Reduced nitrogen availability in hydroponically grown Chinese broccoli does not affect photosynthetic performance and yield while enhancing nitrogen use efficiency and nutritional quality

Nitrogen (N) deficiency negatively affects the productivity and nutritional quality of leafy vegetables. N overfertilization leads to low nitrogen use efficiency (NUE), accelerates the eutrophication of water, and may reduce productivity and nutritional quality. In this study, hydroponically grown Chinese broccoli, Kai Lan, was supplied with a gradient of six N concentrations from deficient to surplus, ranging from 40 to 400 ppm.
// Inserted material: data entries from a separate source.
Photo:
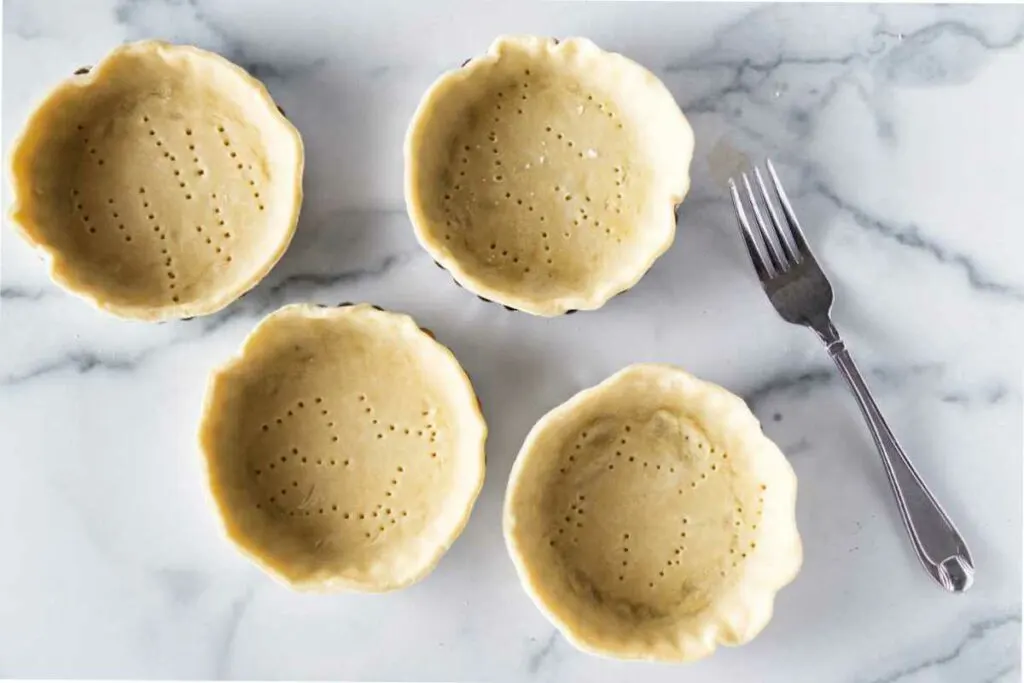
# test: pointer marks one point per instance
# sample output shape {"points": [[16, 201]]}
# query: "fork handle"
{"points": [[938, 544]]}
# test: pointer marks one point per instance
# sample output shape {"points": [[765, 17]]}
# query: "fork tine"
{"points": [[780, 231], [773, 253], [760, 265], [798, 232]]}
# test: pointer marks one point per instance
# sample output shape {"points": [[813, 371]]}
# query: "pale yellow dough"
{"points": [[344, 447], [545, 175], [649, 517], [162, 183]]}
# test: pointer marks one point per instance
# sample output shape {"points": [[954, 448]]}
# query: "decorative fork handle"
{"points": [[938, 544]]}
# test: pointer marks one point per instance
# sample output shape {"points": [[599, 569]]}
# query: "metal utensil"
{"points": [[800, 292]]}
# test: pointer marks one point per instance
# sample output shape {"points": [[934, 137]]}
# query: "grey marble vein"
{"points": [[225, 645], [911, 237], [977, 631], [124, 492], [256, 303]]}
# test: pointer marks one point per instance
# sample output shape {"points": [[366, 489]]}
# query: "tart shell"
{"points": [[649, 517], [344, 447]]}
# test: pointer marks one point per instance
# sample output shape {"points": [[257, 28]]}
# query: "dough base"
{"points": [[345, 447], [162, 183]]}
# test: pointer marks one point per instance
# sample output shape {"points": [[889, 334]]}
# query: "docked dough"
{"points": [[344, 447], [545, 175], [162, 183], [649, 517]]}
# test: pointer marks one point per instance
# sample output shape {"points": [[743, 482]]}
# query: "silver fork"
{"points": [[800, 292]]}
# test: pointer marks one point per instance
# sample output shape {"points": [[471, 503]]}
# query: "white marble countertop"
{"points": [[898, 129]]}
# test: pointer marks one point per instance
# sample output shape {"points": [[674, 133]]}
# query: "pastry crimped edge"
{"points": [[542, 48], [58, 269], [748, 611], [326, 582]]}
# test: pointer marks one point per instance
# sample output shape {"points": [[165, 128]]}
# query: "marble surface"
{"points": [[896, 128]]}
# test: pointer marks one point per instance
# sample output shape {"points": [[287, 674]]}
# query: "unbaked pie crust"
{"points": [[649, 517], [544, 175], [162, 183]]}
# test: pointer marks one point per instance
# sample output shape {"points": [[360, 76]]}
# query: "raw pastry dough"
{"points": [[545, 175], [649, 517], [162, 183], [344, 447]]}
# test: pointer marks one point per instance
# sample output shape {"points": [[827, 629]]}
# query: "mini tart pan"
{"points": [[344, 447], [544, 175], [162, 183], [649, 517]]}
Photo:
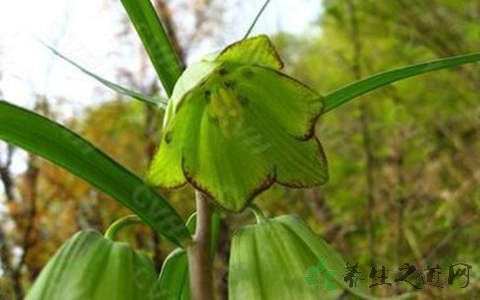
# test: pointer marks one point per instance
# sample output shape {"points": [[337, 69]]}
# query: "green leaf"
{"points": [[330, 286], [355, 89], [320, 248], [329, 275], [310, 280], [322, 265], [115, 87], [313, 271], [258, 50], [174, 283], [63, 147], [156, 41]]}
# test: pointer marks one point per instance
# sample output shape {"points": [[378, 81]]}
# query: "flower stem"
{"points": [[199, 262], [121, 223]]}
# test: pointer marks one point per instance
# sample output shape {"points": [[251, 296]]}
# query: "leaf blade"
{"points": [[350, 91], [63, 147], [156, 41]]}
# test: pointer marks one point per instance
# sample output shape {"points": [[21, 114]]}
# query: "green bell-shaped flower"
{"points": [[282, 258], [235, 125], [89, 266]]}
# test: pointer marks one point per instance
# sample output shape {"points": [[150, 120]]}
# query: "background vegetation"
{"points": [[404, 161]]}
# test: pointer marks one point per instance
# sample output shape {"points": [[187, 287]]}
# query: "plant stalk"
{"points": [[199, 262]]}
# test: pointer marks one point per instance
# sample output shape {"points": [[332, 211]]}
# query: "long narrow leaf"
{"points": [[63, 147], [350, 91], [156, 41], [115, 87]]}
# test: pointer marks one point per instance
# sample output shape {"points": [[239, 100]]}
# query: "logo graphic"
{"points": [[322, 276]]}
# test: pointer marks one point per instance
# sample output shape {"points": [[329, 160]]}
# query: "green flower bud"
{"points": [[282, 258]]}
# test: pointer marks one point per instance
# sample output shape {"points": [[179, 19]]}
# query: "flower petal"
{"points": [[225, 166], [257, 50]]}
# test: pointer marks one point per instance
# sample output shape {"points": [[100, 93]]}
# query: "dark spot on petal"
{"points": [[247, 73], [214, 120], [207, 95]]}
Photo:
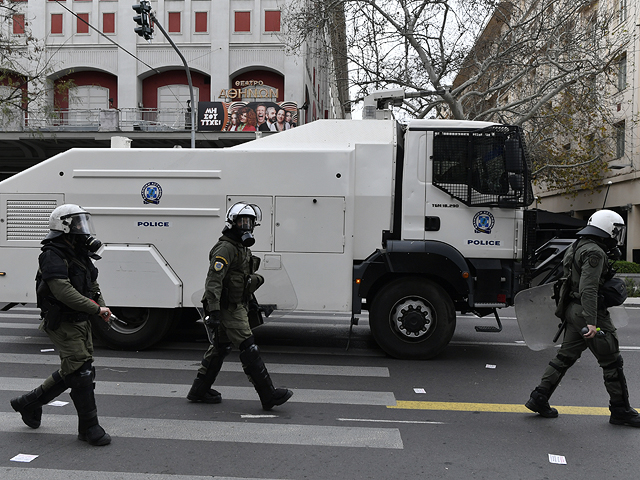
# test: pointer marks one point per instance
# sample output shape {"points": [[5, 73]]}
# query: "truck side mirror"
{"points": [[513, 156]]}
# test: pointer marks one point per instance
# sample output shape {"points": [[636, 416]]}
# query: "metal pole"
{"points": [[186, 68]]}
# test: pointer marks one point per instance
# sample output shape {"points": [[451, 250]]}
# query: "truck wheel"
{"points": [[412, 318], [144, 327]]}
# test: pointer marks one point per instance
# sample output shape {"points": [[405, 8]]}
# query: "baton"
{"points": [[560, 329]]}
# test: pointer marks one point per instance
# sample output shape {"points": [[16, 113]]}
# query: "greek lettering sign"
{"points": [[243, 116]]}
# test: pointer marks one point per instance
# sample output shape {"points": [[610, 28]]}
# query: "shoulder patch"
{"points": [[594, 260]]}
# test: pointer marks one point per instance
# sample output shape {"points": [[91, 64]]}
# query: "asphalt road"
{"points": [[355, 414]]}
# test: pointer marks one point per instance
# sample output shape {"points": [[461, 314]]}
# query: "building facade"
{"points": [[119, 82], [620, 185]]}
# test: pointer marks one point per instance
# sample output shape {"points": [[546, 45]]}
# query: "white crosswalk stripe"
{"points": [[205, 431], [11, 473]]}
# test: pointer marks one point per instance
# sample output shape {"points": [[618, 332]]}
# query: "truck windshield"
{"points": [[482, 168]]}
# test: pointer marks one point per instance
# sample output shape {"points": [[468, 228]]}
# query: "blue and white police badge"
{"points": [[483, 222], [151, 193]]}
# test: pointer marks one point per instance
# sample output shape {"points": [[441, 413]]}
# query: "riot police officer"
{"points": [[68, 294], [586, 266], [230, 282]]}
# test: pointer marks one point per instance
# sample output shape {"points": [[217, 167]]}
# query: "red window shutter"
{"points": [[56, 23], [81, 26], [18, 23], [242, 22], [272, 21], [174, 22], [108, 23], [201, 22]]}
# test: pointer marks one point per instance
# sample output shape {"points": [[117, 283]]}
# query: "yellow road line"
{"points": [[492, 407]]}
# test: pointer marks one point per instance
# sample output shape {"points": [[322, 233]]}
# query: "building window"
{"points": [[174, 22], [201, 22], [622, 10], [56, 23], [108, 23], [622, 72], [242, 22], [620, 137], [18, 24], [272, 21], [82, 23]]}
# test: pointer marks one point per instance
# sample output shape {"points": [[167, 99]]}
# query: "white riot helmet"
{"points": [[606, 224], [70, 218], [243, 217], [73, 220]]}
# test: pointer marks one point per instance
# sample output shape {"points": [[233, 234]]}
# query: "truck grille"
{"points": [[28, 219]]}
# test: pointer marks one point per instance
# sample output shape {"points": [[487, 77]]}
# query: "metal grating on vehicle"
{"points": [[28, 219], [473, 168]]}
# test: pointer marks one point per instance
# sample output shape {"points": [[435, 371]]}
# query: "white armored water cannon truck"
{"points": [[411, 222]]}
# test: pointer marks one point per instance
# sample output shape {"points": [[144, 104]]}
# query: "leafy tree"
{"points": [[546, 65]]}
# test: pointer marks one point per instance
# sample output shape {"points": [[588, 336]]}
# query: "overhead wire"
{"points": [[102, 34], [119, 46]]}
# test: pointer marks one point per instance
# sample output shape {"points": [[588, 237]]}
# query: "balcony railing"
{"points": [[105, 120]]}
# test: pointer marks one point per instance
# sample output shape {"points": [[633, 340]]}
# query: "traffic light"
{"points": [[143, 19]]}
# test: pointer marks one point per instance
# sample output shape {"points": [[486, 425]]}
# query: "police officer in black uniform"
{"points": [[588, 323], [230, 282], [68, 294]]}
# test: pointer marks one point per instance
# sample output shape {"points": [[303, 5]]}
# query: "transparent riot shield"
{"points": [[535, 312], [276, 296]]}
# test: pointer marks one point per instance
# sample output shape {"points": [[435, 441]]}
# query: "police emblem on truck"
{"points": [[151, 193], [483, 222]]}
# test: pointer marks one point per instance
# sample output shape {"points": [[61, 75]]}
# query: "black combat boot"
{"points": [[29, 405], [201, 390], [622, 414], [539, 403], [255, 369], [82, 394]]}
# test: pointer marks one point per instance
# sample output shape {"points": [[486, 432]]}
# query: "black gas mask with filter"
{"points": [[244, 224]]}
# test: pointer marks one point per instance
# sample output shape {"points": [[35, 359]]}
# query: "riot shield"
{"points": [[535, 312]]}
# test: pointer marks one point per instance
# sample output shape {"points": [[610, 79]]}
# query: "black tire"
{"points": [[412, 318], [144, 327]]}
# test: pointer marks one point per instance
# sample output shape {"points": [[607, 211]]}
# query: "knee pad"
{"points": [[81, 378], [617, 364], [224, 349], [247, 343], [567, 362]]}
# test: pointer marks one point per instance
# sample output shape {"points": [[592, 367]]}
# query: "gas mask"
{"points": [[245, 225], [87, 242]]}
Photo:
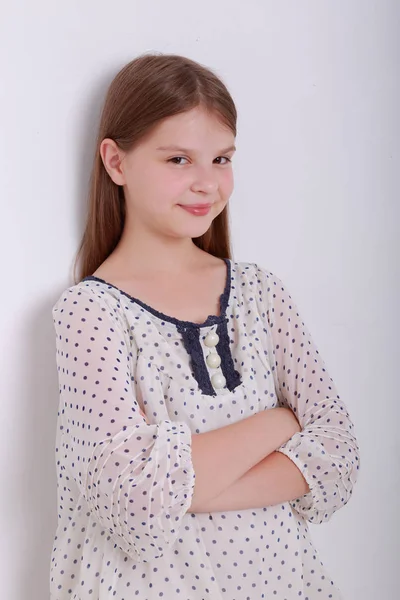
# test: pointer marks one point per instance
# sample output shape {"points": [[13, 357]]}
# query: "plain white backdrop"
{"points": [[316, 84]]}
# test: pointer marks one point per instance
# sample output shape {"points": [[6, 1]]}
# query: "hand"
{"points": [[294, 425]]}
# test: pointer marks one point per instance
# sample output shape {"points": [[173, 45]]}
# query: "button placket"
{"points": [[213, 360]]}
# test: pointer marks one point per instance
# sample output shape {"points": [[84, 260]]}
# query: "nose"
{"points": [[204, 182]]}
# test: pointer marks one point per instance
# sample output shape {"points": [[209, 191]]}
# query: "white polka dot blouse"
{"points": [[125, 485]]}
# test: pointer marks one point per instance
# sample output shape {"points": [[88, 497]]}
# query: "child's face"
{"points": [[155, 186]]}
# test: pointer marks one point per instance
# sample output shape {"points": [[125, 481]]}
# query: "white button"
{"points": [[213, 360], [211, 339], [218, 381]]}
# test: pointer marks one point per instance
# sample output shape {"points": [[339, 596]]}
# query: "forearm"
{"points": [[220, 457], [274, 480]]}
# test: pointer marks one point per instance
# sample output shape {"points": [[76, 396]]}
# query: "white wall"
{"points": [[317, 87]]}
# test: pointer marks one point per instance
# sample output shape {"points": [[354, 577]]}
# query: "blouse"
{"points": [[125, 485]]}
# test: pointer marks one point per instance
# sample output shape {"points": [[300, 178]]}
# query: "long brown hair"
{"points": [[145, 91]]}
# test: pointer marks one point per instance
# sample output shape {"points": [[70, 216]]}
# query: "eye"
{"points": [[177, 158], [228, 160]]}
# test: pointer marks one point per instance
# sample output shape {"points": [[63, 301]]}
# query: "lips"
{"points": [[196, 209]]}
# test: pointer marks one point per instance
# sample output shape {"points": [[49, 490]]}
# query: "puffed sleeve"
{"points": [[137, 478], [326, 450]]}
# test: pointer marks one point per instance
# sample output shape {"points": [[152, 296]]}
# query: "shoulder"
{"points": [[256, 271], [88, 296]]}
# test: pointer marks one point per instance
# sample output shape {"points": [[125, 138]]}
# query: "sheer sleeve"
{"points": [[326, 450], [137, 478]]}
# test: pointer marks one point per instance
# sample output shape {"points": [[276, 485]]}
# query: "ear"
{"points": [[112, 156]]}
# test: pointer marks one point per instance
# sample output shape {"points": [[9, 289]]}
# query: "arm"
{"points": [[326, 449], [274, 480], [137, 479], [222, 456]]}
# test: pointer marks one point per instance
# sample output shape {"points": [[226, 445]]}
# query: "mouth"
{"points": [[197, 209]]}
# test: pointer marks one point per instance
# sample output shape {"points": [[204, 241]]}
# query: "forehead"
{"points": [[196, 125]]}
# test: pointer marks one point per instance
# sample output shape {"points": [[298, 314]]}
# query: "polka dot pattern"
{"points": [[125, 486]]}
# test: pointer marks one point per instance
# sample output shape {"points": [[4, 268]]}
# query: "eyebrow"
{"points": [[188, 151]]}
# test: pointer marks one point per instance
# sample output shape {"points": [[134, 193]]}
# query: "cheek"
{"points": [[226, 181]]}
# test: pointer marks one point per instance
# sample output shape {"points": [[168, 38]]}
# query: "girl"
{"points": [[198, 429]]}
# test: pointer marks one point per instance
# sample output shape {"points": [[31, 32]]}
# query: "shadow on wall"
{"points": [[34, 482]]}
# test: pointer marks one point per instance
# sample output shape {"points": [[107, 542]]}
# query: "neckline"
{"points": [[224, 301]]}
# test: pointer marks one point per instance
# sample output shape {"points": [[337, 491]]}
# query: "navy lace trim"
{"points": [[191, 336], [227, 365], [191, 341]]}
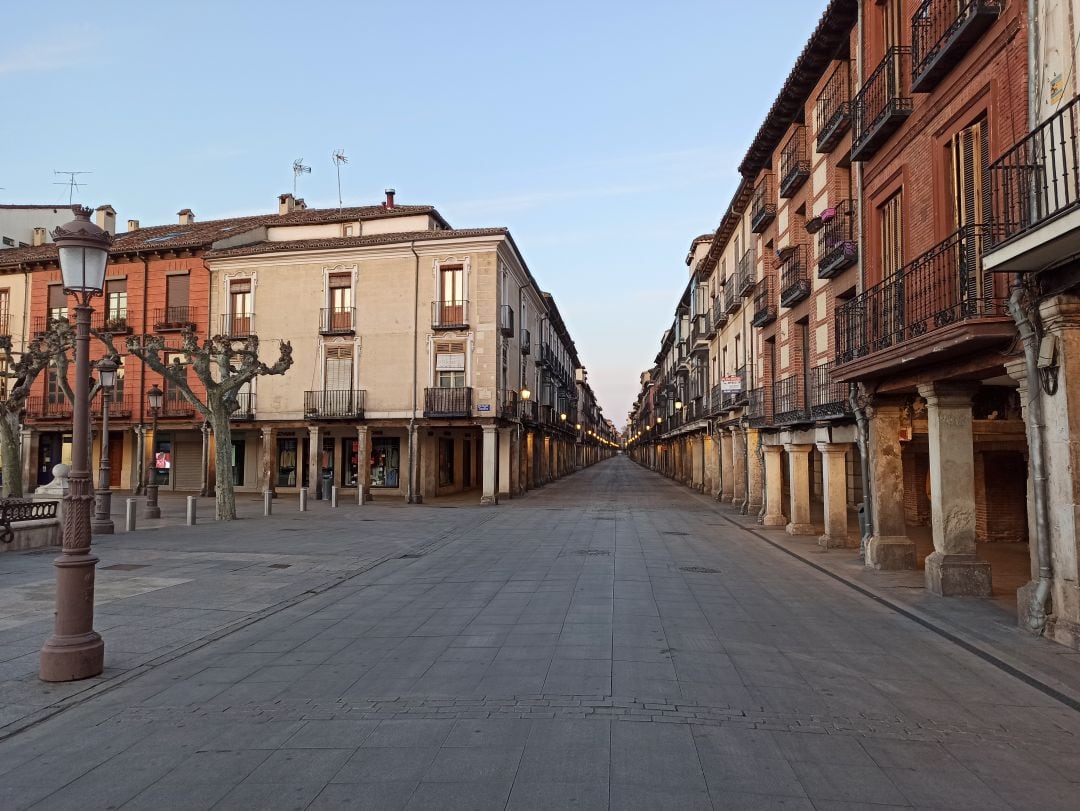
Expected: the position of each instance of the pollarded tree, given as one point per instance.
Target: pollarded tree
(224, 366)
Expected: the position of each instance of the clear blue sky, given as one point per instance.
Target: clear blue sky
(604, 135)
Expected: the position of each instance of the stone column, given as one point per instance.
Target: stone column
(798, 469)
(834, 471)
(889, 548)
(490, 468)
(727, 467)
(773, 487)
(268, 451)
(363, 463)
(739, 469)
(952, 569)
(755, 497)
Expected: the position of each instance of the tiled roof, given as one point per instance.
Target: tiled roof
(346, 242)
(204, 234)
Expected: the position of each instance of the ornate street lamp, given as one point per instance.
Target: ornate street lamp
(156, 396)
(102, 523)
(76, 650)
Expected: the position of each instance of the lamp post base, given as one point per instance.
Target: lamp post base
(75, 650)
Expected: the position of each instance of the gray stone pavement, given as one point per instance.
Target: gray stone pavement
(608, 641)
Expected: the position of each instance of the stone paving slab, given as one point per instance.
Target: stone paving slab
(739, 677)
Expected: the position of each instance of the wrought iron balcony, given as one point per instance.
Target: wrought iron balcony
(245, 406)
(787, 403)
(764, 205)
(765, 309)
(174, 319)
(447, 402)
(945, 287)
(837, 243)
(794, 163)
(238, 325)
(942, 32)
(833, 108)
(449, 314)
(337, 321)
(826, 399)
(882, 104)
(1038, 180)
(794, 279)
(746, 273)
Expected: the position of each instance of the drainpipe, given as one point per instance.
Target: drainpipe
(1037, 620)
(862, 440)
Compared to those grown with full N of 200 ppm, plants supplied with 40 and 400 ppm N had significantly lower yield and lower photosynthetic light use efficiency and CO 2 assimilation rate. However, reduced N supply at 80, 120, and 160 ppm did not affect their photosynthetic performance and final yield. Nitrate (NO 3 − ) and total reduced nitrogen (TRN) accumulation in plants increased linearly with increasing N supply from 40 to 200 ppm. NUE was the highest at 40 and the lowest at 400 ppm N. There was no difference in nitrogen harvest index among plants supplied with 80 to 400 ppm N, which was significantly higher than plants with 40 ppm N. Reduced or excessive N did not affect leaf total soluble protein and Rubisco proteins. Leaf total ascorbic acid (ASC) concentrations were significantly lower in plants supplied with 40 and 400 ppm N compared to the other plants. For leaf total phenolic compounds (TPCs), plants grown with 40 and 400 ppm N had the highest and lowest concentrations, respectively. N-deficient treatments with 80 to 160 ppm N resulted in increased accumulation of ASC and TPC as well as dietary mineral K compared to those grown with full 200 ppm N, while the opposite trend was observed for Fe. For Mg and Ca, plants grown with 40 to 160 ppm N had similar but significantly higher concentrations than those of plants grown with full N of 200 ppm and excessive N of 400 ppm. In conclusion, it is not necessary to supply Kai Lan with full N of 200 ppm, as even though they had lower NO 3 − accumulation, higher nutritional quality is achieved without a yield penalty by reducing N to 120 ppm.